BAKER--C. Edwin (Ed). A public Memorial Service honoring the life of C. Edwin (Ed) Baker will be held Sunday, January 31 in the Moot Court Room at Cardozo School of Law, 55 Fifth Avenue (5th Ave. at 12th St.), New York City at 2pm. Professor Baker, age 62, died unexpectedly on December 8, 2009. At the time of his death he was the Nicholas F. Gallicchio Professor of Law and Professor of Communication at the University of Pennsylvania. He also held a joint appointment at Penn's Annenberg School of Communications. Ed Baker was one of the nation's leading constitutional law and media policy scholars. He published four books, Media Concentration and Democracy: Why Ownership Matters (Cambridge, 2007), Media, Markets, and Democracy (Cambridge, 2002), Advertising and a Democratic Press (Princeton, 1994), and Human Liberty and Freedom of Speech (Oxford, 1989). He also authored over 70 articles and book chapters, as well as numerous op-ed pieces, including two in the New York Times. Yale Professor Jack Balkin describes Ed Baker as "the finest media law scholar of his generation." Professor Monroe Price, the director of the Annenberg Center for Global Communication Studies states: "There was no scholar so committed, passionate, disciplined and wise in thinking through the relationship between the media and the political system." Professor Robert McChesney of
SavetheNews.org writes that: "It is impossible to gauge the immensity of the loss with Ed Baker's passing. His commitment to a strong free press and a vibrant democracy guided all of his work." Baker's most recent work focused on equality and on the threats to democracy posed by the concentration of media ownership, the subject of his recent testimony before Congress.
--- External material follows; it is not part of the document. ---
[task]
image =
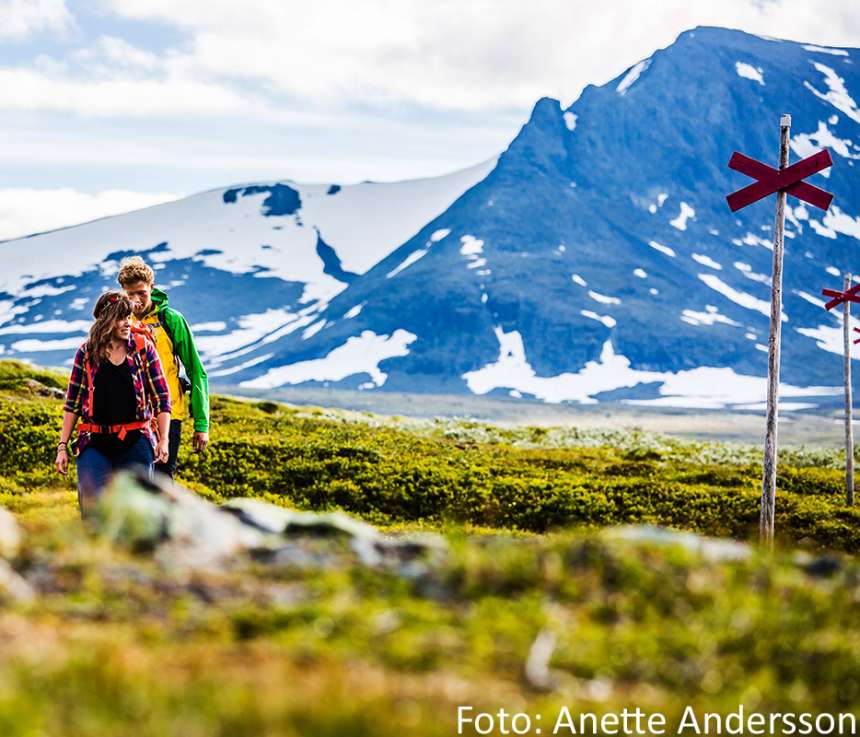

Raised in Madisonville, Kentucky, Ed Baker was a graduate of Stanford University and Yale College of Law. He was a fellow at Harvard three times, most recently at the Radcliffe Institute for Advanced Study. He was a resident of Greenwich Village for over 20 years. Ed was predeceased by his parents, Falcon O. and Ernestine Magagna Baker. He is survived by his sister, Dr. Nancy Lynn Baker of El Granada, CA, a professor at Fielding Graduate University, her spouse Cathy Hauer, seven first cousins, a number of close longtime friends, and his girlfriend Jennifer Mathews. His cremated remains will be interred in April in Madisonville, KY. Memorial Contributions in his honor should be made to the ACLU, the Juvenile Diabetes Foundation, Oxfam, or another charity honoring Ed's commitment to human rights and free speech.
Published by New York Times on Jan. 29, 2010.